Well, maybe breaking a string at Albert's Hall wasn’t such a disaster, after all. Danny didn’t want me to use the Fender guitar that was displayed on the stage (it’s going to be some kind of prize, I guess). He says “you don’t want to use that guitar – it’s not set up, it’s not in tune. . .” Well, what the hell is it doing on the stage??? Anyway, Gayle Ackroyd had been sitting next to me in the audience and she offers me her Telecaster so I managed with that – I haven’t seen the video yet, but I hope the camera wasn’t on me when I took a solo on the Tele, because when I flicked the switch to the treble position and start to play, there was no sound so I missed the first part of the solo. Anyway, back to Gayle Ackroyd. The following night I was going to see Pinetop Perkins, but the show was cancelled and I remembered Gayle saying that she conducted a songwriter’s workshop so I popped in there and found a small room with a dozen middle-aged bearded guys with their guitar cases and Gayle. She didn’t recognize me from Albert’s Hall but she did invite me to sing a couple of songs and when I did it went over very well (one guy came up and said “Where the hell have you been?” But the reality came striking home when the waitress came around collecting the $3.00 cover charge. I said “but I’m performing. . .” and she says “It’s still three dollars!” I think I have just climbed aboard the “pay-to-play” circuit. Then Gayle invites me to be the featured performer in two weeks. “Great” I say, “and, uh. . . how much would one be paid for that?”. . . She looks slightly embarrassed and says there’s no money. “Do I still have to pay the three dollars?” I ask. And she’s relieved to tell me that I won’t have to pay that. I may even try to wrangle a free beer. Big Time.

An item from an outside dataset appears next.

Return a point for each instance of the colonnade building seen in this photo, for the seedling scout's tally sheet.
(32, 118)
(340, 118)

This town has Blues Jams happening every night in one bar or the other, and now I know why. The club only has to pay one person and they get ten others playing for free. Not only that, they charge you admission and expect you to pay the full rate for beer. Actually, I was told that at Grossmans, if you do a good set the host will bring around a tray of beers (but you don’t get to say what kind you want – in fact, I bet they just collect the beers that are left on tables, top them up, and then pass them out to the musicians).
Real life Blues Vignette: On the first warm day in a while, I look out my window to see a little local colour. Some fifty-year old fart has taken out his big white convertible (with the top down) and put on his Florida outfit (white shoes & pants – I don’t think he was wearing an ascot but it looked like he should). Anyway, he has parked his big boat right at the streetcar stop – everyone knows that’s an instant ticket. I see his lady friend coming out of the Shamrock Tavern. She is young, blonde and busty and as she is getting in the passenger seat, she sees the ticket on the windshield (I told you so). She gets out of the car, tears the ticket in half with a great flourish and throws it on the ground. Then she thinks better of it and picks up the two halves, looks at them this time, then throws them into the back seat as her fella comes back to the car and they drive off. Do you think they paid the ticket?